Financial frauds have been prevalent for a long time. Banks and all other industries have been trying to control frauds for quite some time. Credit card issuers and payment services have had to take major steps to reduce fraudulent activities.
Below are some examples of how AI can lend itself perfectly for detection of such frauds across credit card issuers and payment services.
Credit Card and Debit Card Frauds
In 2015, credit, debit and prepaid card issued worldwide reached around $21. 84 billion according to Bloomberg Report and is expected to increase by 45% by 2020. Some of the ways in which credit card and debit card frauds can be prevented are listed below:
Device Intelligence can be used to determine whether a device profile from which transaction is occurring is legitimate within a span of milliseconds, allowing banks to stop the frauds before they occur. Information can be collected from devices based on cookies and web beacons as soon as a customer visits a bank’s website (e.g. login, checkout, account creation, account registration).
The solution finds whether a device, which the user has utilized, has an abnormally high amount of online activity and uses it, in conjunction with other factors, to determine fraud patterns and recommend whether a transaction needs to be denied, approved or reviewed. All this can happen in less than a second.
Such a system can be trained using a list of previous frauds (both internal and external) that have occurred and have been detected by fraud analysts.
A real time machine learning algorithm can watch for both internal and external frauds that have similar device, transaction, behavioral, contextual, and account patterns to predict fraudulent behavior and provide each transaction a risk score.
Some of the data points that such a system can use to predict fraudulent transactions include:
- Determining past behavior of device or account
- Discovering whether a device is jailbroken / rooted devices
- Determining whether a device is virtual machine or emulator
- Defining attribute risks for a device
- Confirming geolocation mismatches
- Determining device type / OS / Screen Resolution mismatches
- Checking association with other devices and accounts
Behavioral intelligence can be embedded into applications to identify online fraudsters using their familiarity with application process, navigation, and input when they visit a bank’s website/ This can help banks reduce the number of false declines in the process of credit card application.
Some of the use cases that the behavior biometric solution can help solve are
- Identity proofing: Machine learning algorithms can be used to analyze account creation fluency, navigation fluency, advanced computer skills know-how, and low data familiarity in order to distinguish real user and an imposter even in cases where the user is new.
- Continuous Authentication: Assesses a user’s behavior to authenticate the identity of the logged in user in cases wherein logged in users forget to logout. Such a system can also use cognitive factors such as eye hand coordination, applicative behavioral patterns, usage preferences, device interaction patterns, physiological factors such as left, right handedness, press size, hand tremors, etc. and contextual information such as transaction, navigation, and device patterns to determine legitimate or fraudulent usage of the application.
- Fraud Prevention: Can perform real time detection of criminal behavior, malware, Remote Access Tools (RAT), aggregators, robotic activity, social engineering attacks, etc. that are not recognized by traditional fraud prevention methods. Based on the aforementioned criteria, machine learning can analyze the user’s behavior and provide him a risk score.

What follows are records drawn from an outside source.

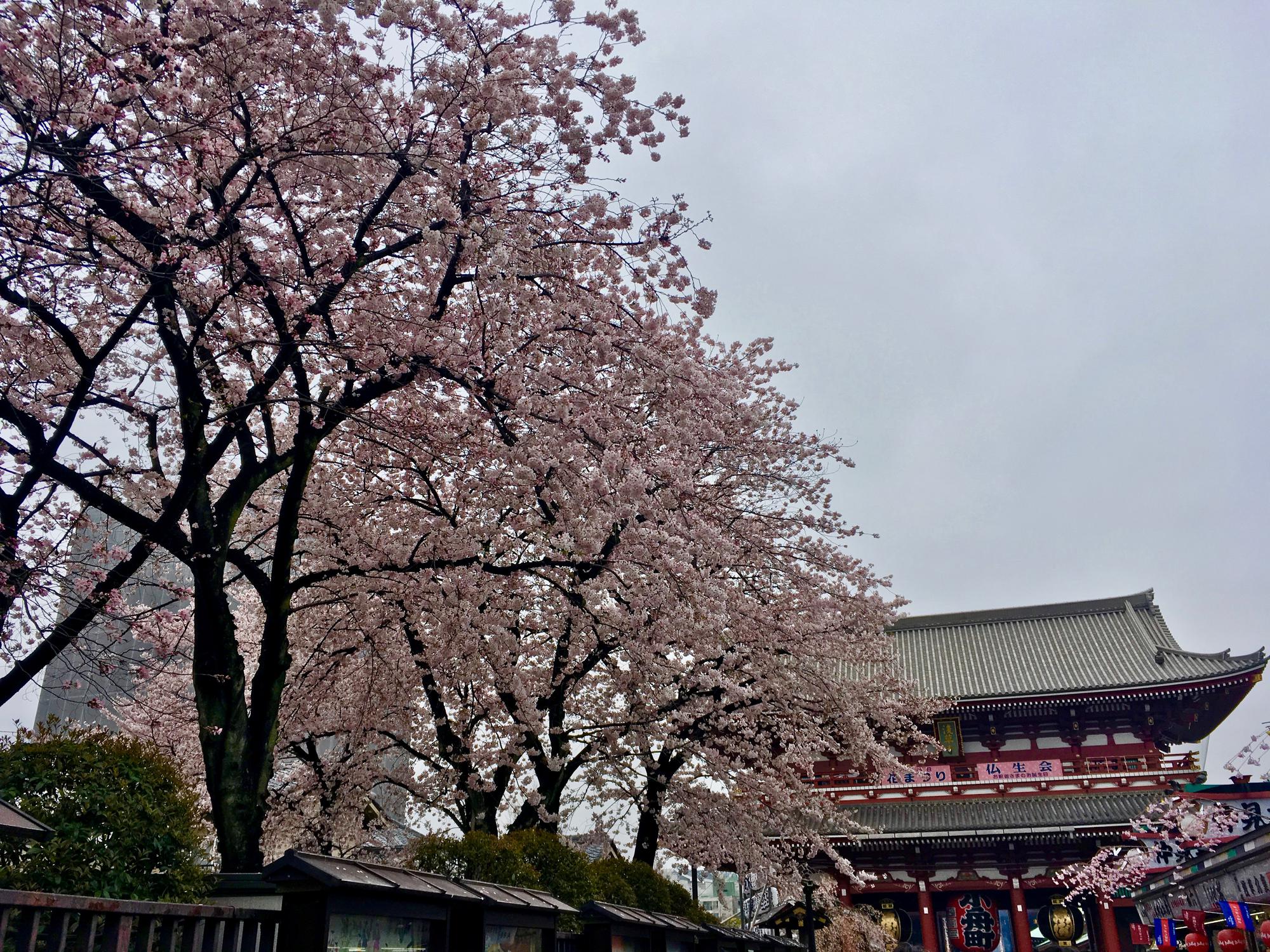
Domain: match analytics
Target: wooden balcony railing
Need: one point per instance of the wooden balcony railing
(968, 772)
(44, 922)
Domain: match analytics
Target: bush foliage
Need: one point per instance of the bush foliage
(539, 860)
(126, 823)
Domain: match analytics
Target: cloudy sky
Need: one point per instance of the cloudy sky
(1019, 253)
(1020, 256)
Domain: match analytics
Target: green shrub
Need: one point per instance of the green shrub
(652, 890)
(126, 824)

Decision Intelligence can also be used to reduce credit card frauds. As a user makes a purchase, deep learning models can be used to determine whether the type of purchase, time, location, purchase cost along with an array of other data points such as IP address, device ID, email, phone number, etc. are in line with client’s previous transactions. Such an application can also check merchants’ system to confirm whether the customer or system is assigned a risk score. In absence of a pattern that is consistent with fraud, the system can approve the transaction.

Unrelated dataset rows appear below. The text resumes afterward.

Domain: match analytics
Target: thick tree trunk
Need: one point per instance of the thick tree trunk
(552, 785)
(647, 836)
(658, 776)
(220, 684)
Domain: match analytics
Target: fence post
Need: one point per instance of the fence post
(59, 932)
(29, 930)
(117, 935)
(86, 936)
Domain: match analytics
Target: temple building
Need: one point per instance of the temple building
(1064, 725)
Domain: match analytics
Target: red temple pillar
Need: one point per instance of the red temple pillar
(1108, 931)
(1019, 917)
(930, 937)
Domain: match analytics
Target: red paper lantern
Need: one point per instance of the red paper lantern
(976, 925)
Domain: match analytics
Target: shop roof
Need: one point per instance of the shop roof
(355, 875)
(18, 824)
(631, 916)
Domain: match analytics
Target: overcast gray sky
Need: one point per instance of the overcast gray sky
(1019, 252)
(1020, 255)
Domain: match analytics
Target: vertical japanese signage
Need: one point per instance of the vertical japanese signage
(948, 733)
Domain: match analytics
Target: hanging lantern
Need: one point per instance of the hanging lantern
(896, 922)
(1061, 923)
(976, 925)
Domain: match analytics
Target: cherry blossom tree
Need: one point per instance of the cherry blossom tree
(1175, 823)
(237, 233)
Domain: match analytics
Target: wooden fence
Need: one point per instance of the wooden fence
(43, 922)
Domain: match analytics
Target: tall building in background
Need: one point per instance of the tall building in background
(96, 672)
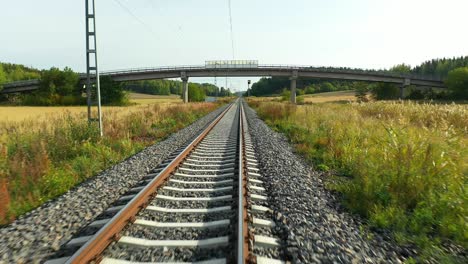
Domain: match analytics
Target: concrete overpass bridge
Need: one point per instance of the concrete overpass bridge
(244, 70)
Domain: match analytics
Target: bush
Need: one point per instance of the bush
(196, 94)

Machine learning can help merchants, financial service consultancies, and payment service providers differentiate between fraudsters and genuine customers. A customer’s digital identity can be determined by using data points such as email, phone, location, IP address, device ID, passport number, etc. These details are defined when an individual transacts online and are updated as the customer evolves.
Machine learning algorithms can also study a customer’s recent online activity such as payment behavior, social media, social security, IP location, device activity, and billing address. The more the data points that are available for a customer, the lower the risk score for that customer. Based on these inputs from the system, merchants and banks can improve their security to authenticate or assess the risk process.
These data can also be used to update the customer’s profile and determine the trustworthiness of the customer. This would allow merchants to be aware of fraudulent transactions such as chargebacks, fake account, spams, account takeover, etc.
For example, if the same fraudster lists different name variations when opening an account, say Kris Jefferson, Kris Jeff, Kris Jesse, etc. the algorithm will analyse data points (IP addresses, devices, bank accounts, payment behavior, etc.) from these logins to determine a risk score associated with such transactions.
The risk score, as well as the data points used to arrive at the risk score, can be shown to a human analyst who can intervene as and when required. This human intervention can be fed into the system to increase its future accuracy and improve its algorithms.
With the growth of technology and interest of companies in the field of data science, I am sure there are many other use cases that can be tackled by AI in this field, these forming just the tip of the iceberg.